Agile example, Scrum design, Toby Elwin, Lord Business

An Agile example of Scrum by design

Lord Business, Lego, Agile example, Scrum, Toby Elwin, blog

Lord Business, your Agile example, the uptight CEO who has a hard time balancing world domination with micro-managing …

From startups to corporate leviathans, the business directive to be more Agile tends to ring hollow. Scrum is the most popular Agile adoption of a lean mind. Scrum, itself, unfortunately, becomes a confusion multiplier for organizations looking to adapt. Many do not realize the direct link Scrum has to Agile or, worse, the direct link Agile has to Lean.

In practice, Agile is more a fragile mismanagement mindset of misplaced expectation that others do as management retains control. Without better Agile management adoption when an executive calls to “be more Agile”, it really means:

  1. Get faster results,
  2. in less time, and
  3. less resources.

Forbes touts Agile, The World’s Most Popular Innovation Engine, Agile expectation does not align to Agile implementation and adoption. The most often employed Agile framework is Scrum.

Without shared understanding of Agile, Scrum by design or Agile by announcement, the practice does not live up to Agile or Scrum or any change.

Agile Example for Some

What, however, is Agile? Agile works as a:

  • Project management framework,
  • Business management tool,
  • Manufacturing discipline, and
  • Cost control

Yes. Agile is about lower cost and faster response.

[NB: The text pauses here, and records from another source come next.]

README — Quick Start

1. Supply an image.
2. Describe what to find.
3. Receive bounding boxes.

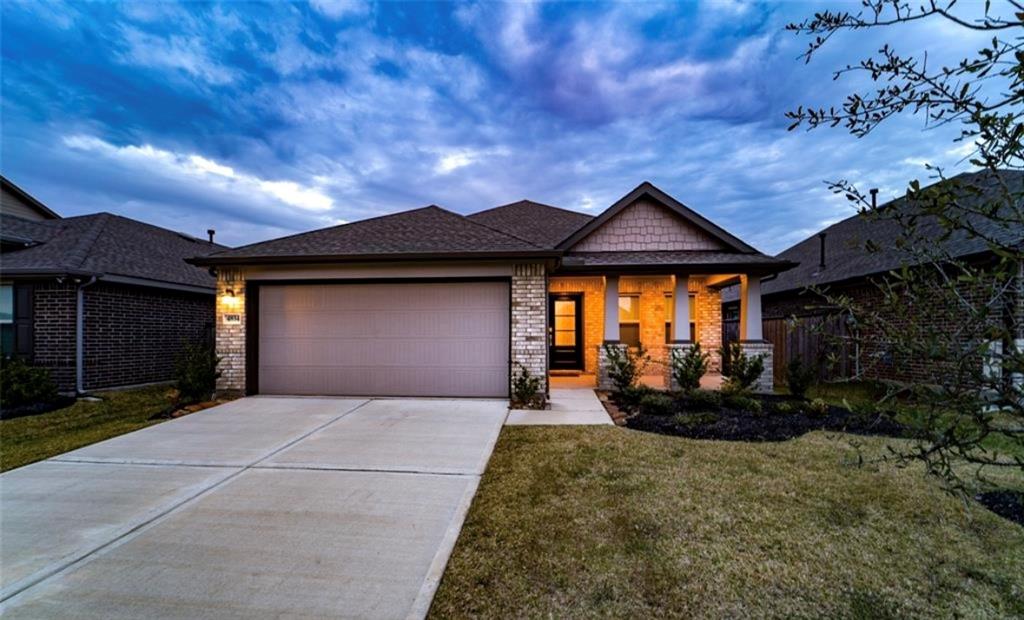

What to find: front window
[618,295,640,347]
[665,293,697,343]
[0,284,14,357]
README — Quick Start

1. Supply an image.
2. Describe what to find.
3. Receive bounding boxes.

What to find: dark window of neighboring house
[0,284,14,358]
[665,293,697,342]
[618,295,640,347]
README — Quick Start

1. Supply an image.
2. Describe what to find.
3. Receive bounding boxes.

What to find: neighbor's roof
[0,213,224,290]
[193,205,553,264]
[467,200,594,248]
[722,170,1024,301]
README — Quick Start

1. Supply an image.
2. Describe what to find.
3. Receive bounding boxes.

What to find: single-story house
[722,170,1024,382]
[190,182,791,398]
[0,177,224,394]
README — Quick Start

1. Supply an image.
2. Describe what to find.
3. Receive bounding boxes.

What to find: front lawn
[431,426,1024,618]
[0,385,169,471]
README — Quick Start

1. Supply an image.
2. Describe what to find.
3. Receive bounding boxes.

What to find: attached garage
[250,280,510,398]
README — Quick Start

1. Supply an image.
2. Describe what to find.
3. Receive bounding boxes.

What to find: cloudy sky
[0,0,991,253]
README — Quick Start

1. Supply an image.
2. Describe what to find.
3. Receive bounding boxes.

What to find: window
[0,284,14,357]
[665,293,697,342]
[618,295,640,346]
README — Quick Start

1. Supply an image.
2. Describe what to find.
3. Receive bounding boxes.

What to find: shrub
[684,389,722,411]
[721,342,765,394]
[0,358,57,410]
[174,342,220,405]
[671,342,711,392]
[604,344,650,392]
[785,358,816,399]
[640,390,673,415]
[512,362,544,409]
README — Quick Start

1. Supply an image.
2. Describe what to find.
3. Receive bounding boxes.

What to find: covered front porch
[548,270,772,390]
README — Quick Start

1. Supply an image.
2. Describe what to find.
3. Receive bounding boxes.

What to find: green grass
[431,426,1024,618]
[0,385,168,471]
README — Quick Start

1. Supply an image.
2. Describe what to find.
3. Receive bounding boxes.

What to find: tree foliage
[786,0,1024,489]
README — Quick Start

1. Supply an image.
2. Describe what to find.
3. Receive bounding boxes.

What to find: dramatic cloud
[0,0,991,252]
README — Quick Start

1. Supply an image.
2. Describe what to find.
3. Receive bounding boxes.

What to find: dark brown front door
[548,293,584,370]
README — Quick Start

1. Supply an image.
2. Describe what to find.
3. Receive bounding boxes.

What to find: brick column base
[739,340,775,394]
[665,342,693,391]
[597,342,629,389]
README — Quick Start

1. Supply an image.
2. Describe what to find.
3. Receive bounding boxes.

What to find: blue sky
[0,0,991,253]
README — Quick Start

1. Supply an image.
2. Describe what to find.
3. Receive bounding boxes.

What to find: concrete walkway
[505,387,614,425]
[0,398,507,618]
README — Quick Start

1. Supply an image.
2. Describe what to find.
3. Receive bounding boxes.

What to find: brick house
[722,171,1024,383]
[0,177,223,394]
[190,182,791,398]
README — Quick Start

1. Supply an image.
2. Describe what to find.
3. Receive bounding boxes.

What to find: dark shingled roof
[467,200,594,248]
[196,205,557,263]
[0,213,224,290]
[722,170,1024,301]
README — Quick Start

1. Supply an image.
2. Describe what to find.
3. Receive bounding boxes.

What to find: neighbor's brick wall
[215,267,248,391]
[82,282,214,389]
[32,281,76,391]
[572,200,723,252]
[512,263,548,384]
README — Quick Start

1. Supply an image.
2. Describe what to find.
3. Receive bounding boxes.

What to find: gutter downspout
[75,276,96,396]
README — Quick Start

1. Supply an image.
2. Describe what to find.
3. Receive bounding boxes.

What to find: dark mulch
[0,397,75,420]
[626,396,906,442]
[975,491,1024,526]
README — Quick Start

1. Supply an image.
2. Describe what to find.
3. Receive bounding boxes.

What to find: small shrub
[640,390,674,415]
[722,392,763,414]
[785,358,816,399]
[721,342,765,394]
[604,344,650,392]
[0,358,57,410]
[174,342,220,405]
[512,362,544,409]
[671,342,711,392]
[804,399,828,418]
[684,389,722,411]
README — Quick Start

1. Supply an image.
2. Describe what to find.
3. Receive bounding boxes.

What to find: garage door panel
[259,282,509,397]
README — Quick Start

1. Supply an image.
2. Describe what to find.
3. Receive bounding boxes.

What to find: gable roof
[0,213,224,291]
[466,200,594,248]
[558,181,757,253]
[722,170,1024,301]
[191,205,554,264]
[0,174,60,219]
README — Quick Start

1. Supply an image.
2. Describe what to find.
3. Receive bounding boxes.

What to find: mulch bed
[626,397,906,442]
[975,491,1024,526]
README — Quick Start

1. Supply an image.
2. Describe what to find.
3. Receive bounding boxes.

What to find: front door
[548,293,584,370]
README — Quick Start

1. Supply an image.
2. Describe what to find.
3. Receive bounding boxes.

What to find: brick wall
[215,267,247,391]
[572,200,723,252]
[512,263,548,391]
[83,281,213,389]
[32,281,76,391]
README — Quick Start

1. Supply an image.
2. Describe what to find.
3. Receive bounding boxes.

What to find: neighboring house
[722,171,1024,382]
[190,182,790,398]
[0,179,223,392]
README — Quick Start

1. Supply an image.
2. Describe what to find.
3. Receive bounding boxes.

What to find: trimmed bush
[512,362,544,409]
[640,390,674,415]
[174,342,220,406]
[671,342,711,392]
[785,358,816,399]
[0,358,57,410]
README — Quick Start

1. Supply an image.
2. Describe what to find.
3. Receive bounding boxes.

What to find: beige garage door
[258,282,509,397]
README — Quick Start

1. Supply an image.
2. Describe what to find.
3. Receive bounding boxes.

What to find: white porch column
[672,274,690,342]
[739,276,764,341]
[604,276,618,342]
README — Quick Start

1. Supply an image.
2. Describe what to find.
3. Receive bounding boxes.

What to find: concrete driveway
[0,398,507,618]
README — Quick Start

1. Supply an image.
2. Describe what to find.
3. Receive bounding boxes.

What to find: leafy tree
[786,0,1024,490]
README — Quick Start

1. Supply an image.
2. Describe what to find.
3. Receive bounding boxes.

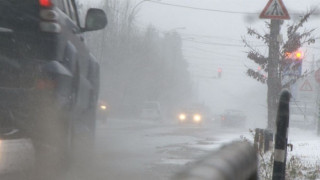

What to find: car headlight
[193,114,202,122]
[179,114,187,121]
[100,105,107,111]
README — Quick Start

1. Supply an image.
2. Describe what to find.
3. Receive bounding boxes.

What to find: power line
[182,38,267,47]
[148,1,259,15]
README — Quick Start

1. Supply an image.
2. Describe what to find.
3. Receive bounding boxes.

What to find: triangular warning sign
[260,0,290,19]
[300,80,313,91]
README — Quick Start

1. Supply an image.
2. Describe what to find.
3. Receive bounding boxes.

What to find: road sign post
[260,0,290,19]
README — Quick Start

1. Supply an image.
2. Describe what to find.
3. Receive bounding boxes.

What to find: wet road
[0,118,250,180]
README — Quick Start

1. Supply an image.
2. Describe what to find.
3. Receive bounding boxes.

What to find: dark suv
[0,0,107,177]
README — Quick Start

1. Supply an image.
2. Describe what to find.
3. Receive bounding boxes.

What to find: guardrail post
[272,90,291,180]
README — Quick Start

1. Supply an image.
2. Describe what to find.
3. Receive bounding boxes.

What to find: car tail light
[40,22,61,33]
[39,0,61,33]
[39,0,52,8]
[40,9,58,21]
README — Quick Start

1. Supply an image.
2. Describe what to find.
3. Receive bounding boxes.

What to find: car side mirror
[83,8,108,31]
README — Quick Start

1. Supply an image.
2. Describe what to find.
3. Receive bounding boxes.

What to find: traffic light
[218,68,222,78]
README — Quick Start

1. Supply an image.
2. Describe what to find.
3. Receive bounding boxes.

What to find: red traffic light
[294,51,303,59]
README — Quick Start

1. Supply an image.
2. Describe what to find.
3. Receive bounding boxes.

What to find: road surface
[0,118,250,180]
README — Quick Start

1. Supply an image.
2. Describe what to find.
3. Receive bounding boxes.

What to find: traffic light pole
[267,19,281,131]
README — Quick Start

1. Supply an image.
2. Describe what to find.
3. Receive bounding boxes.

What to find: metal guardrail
[172,141,258,180]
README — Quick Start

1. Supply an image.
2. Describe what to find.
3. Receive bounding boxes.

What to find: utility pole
[267,19,281,130]
[259,0,290,132]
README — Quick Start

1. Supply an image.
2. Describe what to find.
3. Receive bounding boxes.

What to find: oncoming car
[178,108,204,124]
[97,100,110,123]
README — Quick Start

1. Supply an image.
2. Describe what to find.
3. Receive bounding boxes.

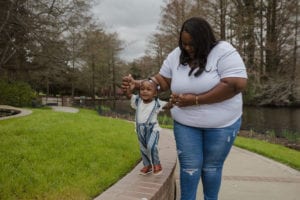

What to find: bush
[0,80,36,107]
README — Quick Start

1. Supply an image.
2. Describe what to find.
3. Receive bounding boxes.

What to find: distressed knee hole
[227,136,231,142]
[182,169,198,176]
[203,167,217,172]
[177,149,182,155]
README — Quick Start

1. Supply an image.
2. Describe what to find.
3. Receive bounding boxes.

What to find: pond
[0,108,20,117]
[102,100,300,136]
[242,106,300,135]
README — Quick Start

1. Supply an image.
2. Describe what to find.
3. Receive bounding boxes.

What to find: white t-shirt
[159,41,247,128]
[130,95,168,130]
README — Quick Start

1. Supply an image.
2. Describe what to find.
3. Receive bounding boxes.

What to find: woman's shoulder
[214,40,236,51]
[168,47,181,58]
[211,40,236,58]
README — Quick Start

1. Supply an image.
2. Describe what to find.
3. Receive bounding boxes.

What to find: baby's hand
[163,102,173,110]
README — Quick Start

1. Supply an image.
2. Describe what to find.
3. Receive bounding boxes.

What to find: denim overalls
[135,96,160,166]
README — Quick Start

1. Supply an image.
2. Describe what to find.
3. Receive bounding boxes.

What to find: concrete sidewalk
[176,144,300,200]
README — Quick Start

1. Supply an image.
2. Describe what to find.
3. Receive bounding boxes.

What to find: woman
[122,17,247,200]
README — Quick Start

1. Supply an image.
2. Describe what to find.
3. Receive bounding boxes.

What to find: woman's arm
[121,74,171,93]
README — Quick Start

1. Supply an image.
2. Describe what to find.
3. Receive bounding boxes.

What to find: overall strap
[146,99,160,124]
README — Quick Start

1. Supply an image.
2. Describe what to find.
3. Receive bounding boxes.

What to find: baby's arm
[126,74,135,99]
[161,101,173,111]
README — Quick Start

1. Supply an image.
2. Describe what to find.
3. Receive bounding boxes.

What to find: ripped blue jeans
[174,118,241,200]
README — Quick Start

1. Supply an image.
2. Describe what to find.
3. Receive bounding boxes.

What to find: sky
[92,0,164,62]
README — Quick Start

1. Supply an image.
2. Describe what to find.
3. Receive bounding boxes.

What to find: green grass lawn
[0,109,140,200]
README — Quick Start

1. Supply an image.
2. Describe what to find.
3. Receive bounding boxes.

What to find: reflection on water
[242,106,300,136]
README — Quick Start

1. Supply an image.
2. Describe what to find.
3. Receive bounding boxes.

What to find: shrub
[0,80,36,107]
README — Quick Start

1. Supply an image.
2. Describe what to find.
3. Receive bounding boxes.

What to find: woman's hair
[179,17,217,76]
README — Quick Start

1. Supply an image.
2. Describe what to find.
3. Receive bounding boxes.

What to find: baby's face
[140,81,157,102]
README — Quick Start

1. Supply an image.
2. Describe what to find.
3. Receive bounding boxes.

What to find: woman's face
[181,31,195,59]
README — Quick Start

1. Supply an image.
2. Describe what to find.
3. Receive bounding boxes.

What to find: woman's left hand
[170,93,196,107]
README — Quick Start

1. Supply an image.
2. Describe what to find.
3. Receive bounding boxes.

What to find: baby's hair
[141,78,159,91]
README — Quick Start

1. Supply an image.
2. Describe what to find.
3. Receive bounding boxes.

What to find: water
[104,100,300,136]
[242,106,300,135]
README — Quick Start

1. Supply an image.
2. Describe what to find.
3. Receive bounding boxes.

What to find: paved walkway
[176,140,300,200]
[51,106,79,113]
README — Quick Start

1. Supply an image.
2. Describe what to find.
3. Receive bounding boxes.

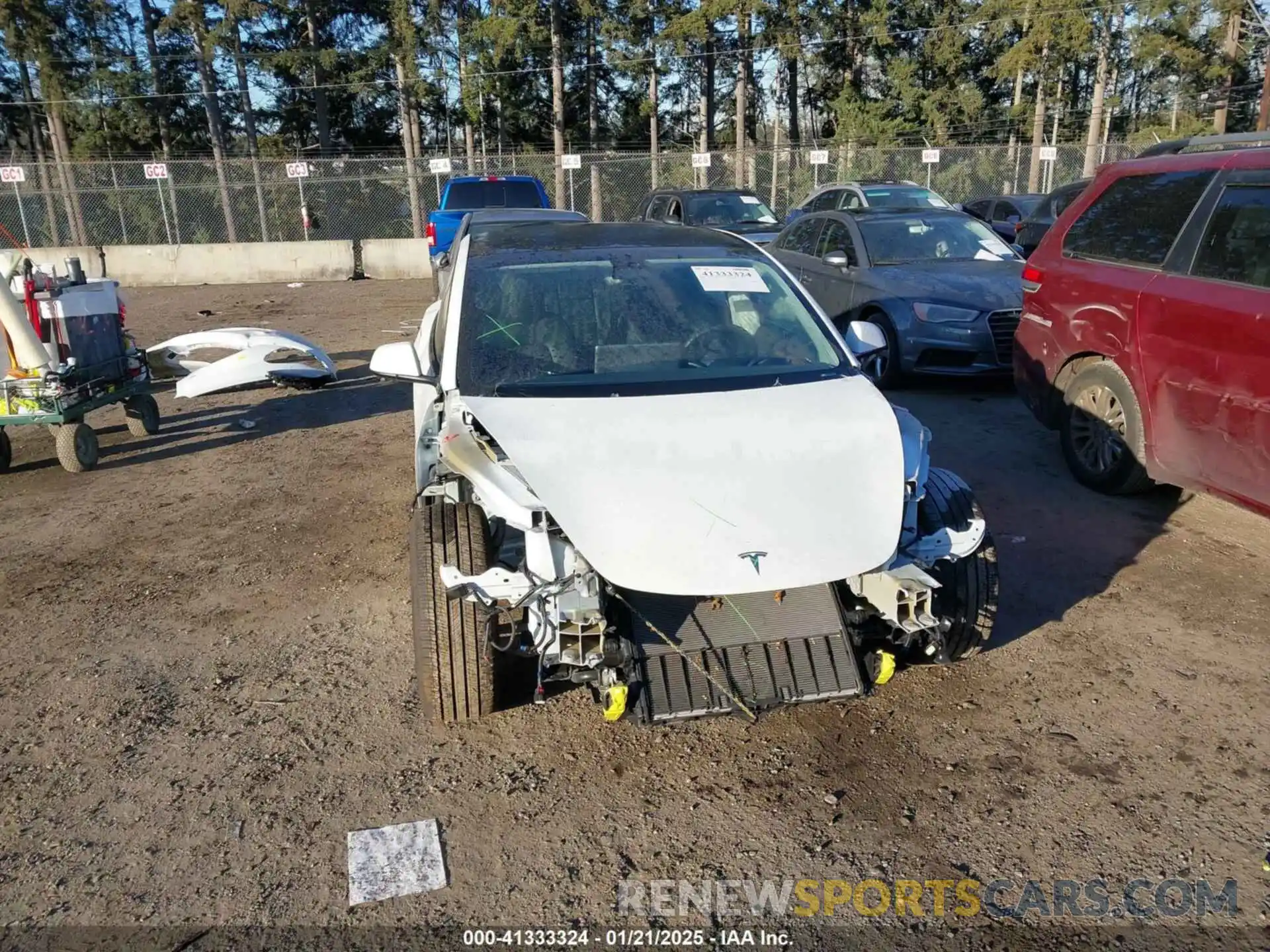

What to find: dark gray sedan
[767,208,1024,387]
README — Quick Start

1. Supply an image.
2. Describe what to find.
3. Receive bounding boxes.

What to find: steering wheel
[683,324,758,367]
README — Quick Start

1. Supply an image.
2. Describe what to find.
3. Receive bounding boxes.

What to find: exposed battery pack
[624,585,864,722]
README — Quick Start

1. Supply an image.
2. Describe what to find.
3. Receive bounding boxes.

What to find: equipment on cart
[0,253,159,472]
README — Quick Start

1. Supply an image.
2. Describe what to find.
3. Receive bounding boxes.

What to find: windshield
[685,192,777,229]
[860,214,1015,264]
[861,185,951,208]
[457,245,851,396]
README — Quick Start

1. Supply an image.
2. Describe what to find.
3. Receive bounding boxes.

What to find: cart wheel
[56,422,97,472]
[123,393,159,436]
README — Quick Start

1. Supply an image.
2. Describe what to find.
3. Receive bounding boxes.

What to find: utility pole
[1213,10,1241,135]
[1257,51,1270,132]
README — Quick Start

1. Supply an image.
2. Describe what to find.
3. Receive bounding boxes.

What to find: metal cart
[0,352,159,472]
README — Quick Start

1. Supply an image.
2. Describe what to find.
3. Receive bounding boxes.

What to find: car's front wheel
[410,501,494,723]
[917,468,1001,661]
[1059,360,1152,495]
[860,311,903,389]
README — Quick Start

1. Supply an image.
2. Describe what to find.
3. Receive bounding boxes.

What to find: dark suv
[1015,132,1270,514]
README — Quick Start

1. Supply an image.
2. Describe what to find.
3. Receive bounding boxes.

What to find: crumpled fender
[146,327,337,397]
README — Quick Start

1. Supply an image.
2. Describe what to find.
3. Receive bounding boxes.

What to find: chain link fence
[0,143,1133,246]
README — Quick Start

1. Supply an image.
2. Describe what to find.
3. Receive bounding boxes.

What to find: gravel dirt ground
[0,280,1270,948]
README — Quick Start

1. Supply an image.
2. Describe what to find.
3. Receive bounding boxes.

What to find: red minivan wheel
[1059,360,1152,495]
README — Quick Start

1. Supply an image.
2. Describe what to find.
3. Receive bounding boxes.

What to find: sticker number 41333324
[692,264,769,294]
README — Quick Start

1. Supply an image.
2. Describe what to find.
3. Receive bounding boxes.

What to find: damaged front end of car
[417,392,995,722]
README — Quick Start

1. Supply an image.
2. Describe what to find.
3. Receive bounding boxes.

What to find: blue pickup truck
[427,175,551,258]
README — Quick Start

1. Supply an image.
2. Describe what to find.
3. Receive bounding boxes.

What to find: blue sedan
[767,208,1024,387]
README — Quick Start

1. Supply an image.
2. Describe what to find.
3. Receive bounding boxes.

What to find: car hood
[465,374,904,595]
[870,262,1024,311]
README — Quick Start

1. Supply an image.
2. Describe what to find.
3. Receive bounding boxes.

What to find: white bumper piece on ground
[146,327,335,397]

The response comes from customer feedback and the reduced cost comes from less rework.

Agile gets talked about, planned, trained, and expected. Teams and departments and divisions pit Agile against the expectation of what others do, less shared understanding of what we do, together.

Agile is not just about what you take out. Agile is about the right focus, a customer-centric focus. Agile is often associated as a:

  • Software development approach,
  • Application development method, and
  • User experience design strategy

The organization drive for faster response to customer need is an outside-in view of organization design, rather than inside-out for Agile to become:

  • Employee empowerment method,
  • Productivity process accelerator, and
  • Business sustainability advantage

Too often Agile expectation is not aligned to Agile implementation and the correct Agile management principles adopted. Agile and Scrum are a more than a process to follow, but a promise to deliver.

Scrum by Fiat

As the leading Agile delivery method, Scrum, itself becomes the change management goal. Scrum has productivity goals, but more importantly Scrum has:

  1. Employee empowerment objective,
  2. Communication transparency focus, and
  3. Self-organization principle

To use Scrum you must retain the three, not pick and choose between them.

You can not run a Scrum team through dictate. When you pick, choose, and dictate, Scrum then becomes “um”, as in: “um, I don’t know what you call that, but, that, is most certainly not Scrum”.

When Scrum becomes “um”, then productivity evaporates and tried and stale command and control takes over the waterfall.

Refresh your Agile view of what Scrum is and aspires to. Of note in this refresh:  Scrum is not a software or application development solution. The video is a great example of Scrum co-founder and constant learner, Jeff Sutherland.

As there is no “I” in team, there is no “I” in Scrum, either. Let’s begin to take the “um” out of the command and control Scrum mentality and the cost-cutting psychosis Agile has wrought corporate over-lords.

Challenges remain taking Agile from pockets of success into a new operating model for company-wide Agile development. Believe me, as the McKinsey article points out, large-scale Agile transformation is not a small challenge, but shared pain.

Being Agile requires more flexibility than a Lego piece. Agile adoption starts with an Agile mindset in learning, seeing, and doing things differently with more points of articulation.

You can not prescribe Scrum, you need an Agile mindset to aspire to what Scrum can unleash.